Quote:
Originally posted by Xterrian:
Can anyone suggest a basic tutorial for MySQL and PHP? The database and webpages won't be on the actual internet. They will be in a folder on the server and accessed there. Everytime I click on an asp page on the server it opens Frontpage instead of IE. I don't know diddly about php or MySQL. I need a website that tells me how they work from the most basic level. I hope I don't have too much trouble doing this. I wrote my first app in Cold Fusion the first weekend I got it. It was very easy. Hopefully these other two aren't much harder to pick up. Thanks!
The reason you're having problems with ASP pages opening in frontpage instead of IE, is ASP pages must be served up by a IIS or another web server with ASP processing cabability. You cannot directly open them with IE, they have to be processed by the server to work.

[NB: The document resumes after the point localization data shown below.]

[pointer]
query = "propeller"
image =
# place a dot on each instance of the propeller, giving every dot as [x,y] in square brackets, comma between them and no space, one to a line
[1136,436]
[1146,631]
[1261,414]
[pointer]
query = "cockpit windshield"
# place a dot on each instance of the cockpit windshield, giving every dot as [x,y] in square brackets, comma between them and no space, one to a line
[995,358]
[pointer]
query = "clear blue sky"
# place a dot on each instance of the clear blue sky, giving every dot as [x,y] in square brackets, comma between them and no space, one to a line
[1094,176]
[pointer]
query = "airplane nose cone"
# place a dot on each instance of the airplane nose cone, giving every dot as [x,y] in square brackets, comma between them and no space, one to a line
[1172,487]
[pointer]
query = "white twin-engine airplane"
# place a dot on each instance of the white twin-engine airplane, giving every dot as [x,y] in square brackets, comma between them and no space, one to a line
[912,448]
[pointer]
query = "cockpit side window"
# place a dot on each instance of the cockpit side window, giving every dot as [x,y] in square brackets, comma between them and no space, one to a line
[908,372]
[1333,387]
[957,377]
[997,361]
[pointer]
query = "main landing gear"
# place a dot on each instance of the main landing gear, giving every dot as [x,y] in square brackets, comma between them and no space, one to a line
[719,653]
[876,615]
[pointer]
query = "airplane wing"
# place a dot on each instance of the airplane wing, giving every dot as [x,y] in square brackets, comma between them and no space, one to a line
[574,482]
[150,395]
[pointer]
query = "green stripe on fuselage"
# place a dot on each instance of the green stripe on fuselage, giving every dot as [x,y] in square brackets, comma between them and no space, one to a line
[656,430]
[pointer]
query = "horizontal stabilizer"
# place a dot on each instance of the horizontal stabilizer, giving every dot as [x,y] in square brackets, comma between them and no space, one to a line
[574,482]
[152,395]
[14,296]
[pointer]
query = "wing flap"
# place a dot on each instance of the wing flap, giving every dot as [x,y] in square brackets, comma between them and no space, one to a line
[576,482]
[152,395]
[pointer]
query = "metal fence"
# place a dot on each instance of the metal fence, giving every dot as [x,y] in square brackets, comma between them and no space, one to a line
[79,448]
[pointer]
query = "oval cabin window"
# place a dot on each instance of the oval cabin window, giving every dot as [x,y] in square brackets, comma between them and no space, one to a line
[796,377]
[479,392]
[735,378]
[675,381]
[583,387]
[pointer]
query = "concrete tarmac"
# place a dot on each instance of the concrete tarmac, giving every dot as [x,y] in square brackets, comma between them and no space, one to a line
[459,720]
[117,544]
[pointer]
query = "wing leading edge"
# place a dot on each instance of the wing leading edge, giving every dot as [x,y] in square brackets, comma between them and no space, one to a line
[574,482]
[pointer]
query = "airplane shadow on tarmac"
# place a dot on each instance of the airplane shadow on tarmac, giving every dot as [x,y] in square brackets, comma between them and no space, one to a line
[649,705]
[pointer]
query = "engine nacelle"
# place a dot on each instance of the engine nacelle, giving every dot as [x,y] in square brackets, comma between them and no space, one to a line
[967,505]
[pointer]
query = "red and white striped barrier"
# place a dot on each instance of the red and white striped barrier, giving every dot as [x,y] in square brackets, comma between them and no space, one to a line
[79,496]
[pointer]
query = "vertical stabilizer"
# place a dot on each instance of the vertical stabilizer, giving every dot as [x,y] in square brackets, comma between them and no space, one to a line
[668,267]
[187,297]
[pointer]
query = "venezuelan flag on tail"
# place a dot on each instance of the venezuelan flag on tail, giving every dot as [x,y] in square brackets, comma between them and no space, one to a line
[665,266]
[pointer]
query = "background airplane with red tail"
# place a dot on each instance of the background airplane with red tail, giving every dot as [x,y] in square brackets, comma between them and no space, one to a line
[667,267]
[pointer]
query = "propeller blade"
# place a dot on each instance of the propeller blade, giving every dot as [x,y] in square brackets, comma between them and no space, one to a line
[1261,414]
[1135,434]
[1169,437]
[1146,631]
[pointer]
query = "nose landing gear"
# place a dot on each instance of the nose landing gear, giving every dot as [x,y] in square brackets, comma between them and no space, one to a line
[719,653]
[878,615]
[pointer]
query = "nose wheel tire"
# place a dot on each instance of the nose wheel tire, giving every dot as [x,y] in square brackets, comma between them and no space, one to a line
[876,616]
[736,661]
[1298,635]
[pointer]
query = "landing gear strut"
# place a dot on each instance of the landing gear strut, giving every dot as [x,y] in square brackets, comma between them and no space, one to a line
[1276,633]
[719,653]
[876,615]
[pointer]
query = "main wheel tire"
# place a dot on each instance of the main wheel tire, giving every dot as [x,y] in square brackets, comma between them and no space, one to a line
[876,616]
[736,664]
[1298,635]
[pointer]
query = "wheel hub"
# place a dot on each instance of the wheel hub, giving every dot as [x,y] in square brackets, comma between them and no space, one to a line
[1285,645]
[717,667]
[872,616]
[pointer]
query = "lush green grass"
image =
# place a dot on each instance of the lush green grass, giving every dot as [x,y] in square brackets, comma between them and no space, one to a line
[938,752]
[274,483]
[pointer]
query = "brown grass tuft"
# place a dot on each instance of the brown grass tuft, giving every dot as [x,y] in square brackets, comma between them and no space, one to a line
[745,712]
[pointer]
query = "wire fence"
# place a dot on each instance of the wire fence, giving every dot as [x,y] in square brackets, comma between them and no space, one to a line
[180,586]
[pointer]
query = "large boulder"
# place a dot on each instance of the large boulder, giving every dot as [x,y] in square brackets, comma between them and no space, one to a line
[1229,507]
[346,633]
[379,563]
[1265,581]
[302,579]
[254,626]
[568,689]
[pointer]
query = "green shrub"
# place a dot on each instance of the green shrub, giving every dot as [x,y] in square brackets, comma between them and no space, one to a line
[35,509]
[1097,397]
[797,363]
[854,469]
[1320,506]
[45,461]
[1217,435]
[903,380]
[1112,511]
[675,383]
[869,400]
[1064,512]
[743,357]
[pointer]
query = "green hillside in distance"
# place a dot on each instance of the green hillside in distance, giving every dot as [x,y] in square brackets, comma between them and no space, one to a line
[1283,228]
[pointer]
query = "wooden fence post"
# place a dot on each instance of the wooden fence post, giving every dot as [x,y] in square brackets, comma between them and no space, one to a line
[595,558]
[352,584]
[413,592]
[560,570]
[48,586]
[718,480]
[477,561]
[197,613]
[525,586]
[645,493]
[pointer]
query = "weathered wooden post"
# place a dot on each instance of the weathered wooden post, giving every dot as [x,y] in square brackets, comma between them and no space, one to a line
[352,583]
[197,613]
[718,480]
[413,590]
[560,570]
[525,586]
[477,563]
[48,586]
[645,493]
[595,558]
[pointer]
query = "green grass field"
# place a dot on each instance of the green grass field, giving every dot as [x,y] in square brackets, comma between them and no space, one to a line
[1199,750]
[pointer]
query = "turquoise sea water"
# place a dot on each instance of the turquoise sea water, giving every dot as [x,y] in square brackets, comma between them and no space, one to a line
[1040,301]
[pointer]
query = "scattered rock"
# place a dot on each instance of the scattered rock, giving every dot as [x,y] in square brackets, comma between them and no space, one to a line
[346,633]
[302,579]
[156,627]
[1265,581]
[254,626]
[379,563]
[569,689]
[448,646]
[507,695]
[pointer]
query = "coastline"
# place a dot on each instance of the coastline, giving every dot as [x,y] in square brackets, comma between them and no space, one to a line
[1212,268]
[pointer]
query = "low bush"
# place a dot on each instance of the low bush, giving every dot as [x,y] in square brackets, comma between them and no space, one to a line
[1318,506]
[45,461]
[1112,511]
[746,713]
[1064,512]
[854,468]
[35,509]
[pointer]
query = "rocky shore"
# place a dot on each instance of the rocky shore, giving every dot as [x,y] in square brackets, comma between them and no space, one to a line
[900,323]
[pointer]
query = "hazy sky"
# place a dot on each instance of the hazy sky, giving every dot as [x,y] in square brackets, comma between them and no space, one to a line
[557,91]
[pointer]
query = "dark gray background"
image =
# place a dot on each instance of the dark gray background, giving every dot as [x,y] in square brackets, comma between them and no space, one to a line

A very highlevel overview is this... When you write an ASP page, you enclose the ASP code in <% %> tags, which can be intermixed with standard HTML...
Code:
<HTML>
  <HEAD><TITLE>EXAMPLE</TITLE></HEAD>
  <BODY>
    <%
      Dim sHello
      sHello = "Hello World!"
      Response.Write "<B>" & sHello & "</B>"
    %>
  </BODY>
</HTML>
When the webserver gets the request for this file, it knows to process it with the ASP engine, which looks for the <% %> tags, processes the contents, and generates the output, which should be pure HTML... What results would be this, no more ASP code.

Code:
<HTML>
  <HEAD><TITLE>EXAMPLE</TITLE></HEAD>
  <BODY>
    <B>Hello World!</B>
  </BODY>
</HTML>
PHP (and coldfusion for that matter) work very much in the same way. You will be required to be running a webserver on the machine to serve up the files, and won't be able to just go into a folder to open them.

PHP is pretty easy to learn with cold fusion experience. Setting up connections to your DB is a bit more work because they aren't defined at the server level like in coldfusion, they have to be defined in each page. You also use more standard for or while loops when working with returns from your querys instead of the tag.

If you're continuing to use Access, you won't use MySQL. MySQL is a database, like Access is. It's a very good free DB, but does not have the same pretty desktop interface that Access has. Unless you're willing to move your DB to MySQL and re-engineer your forms, macros and reports in PHP, MySQL isn't part of the equation for you.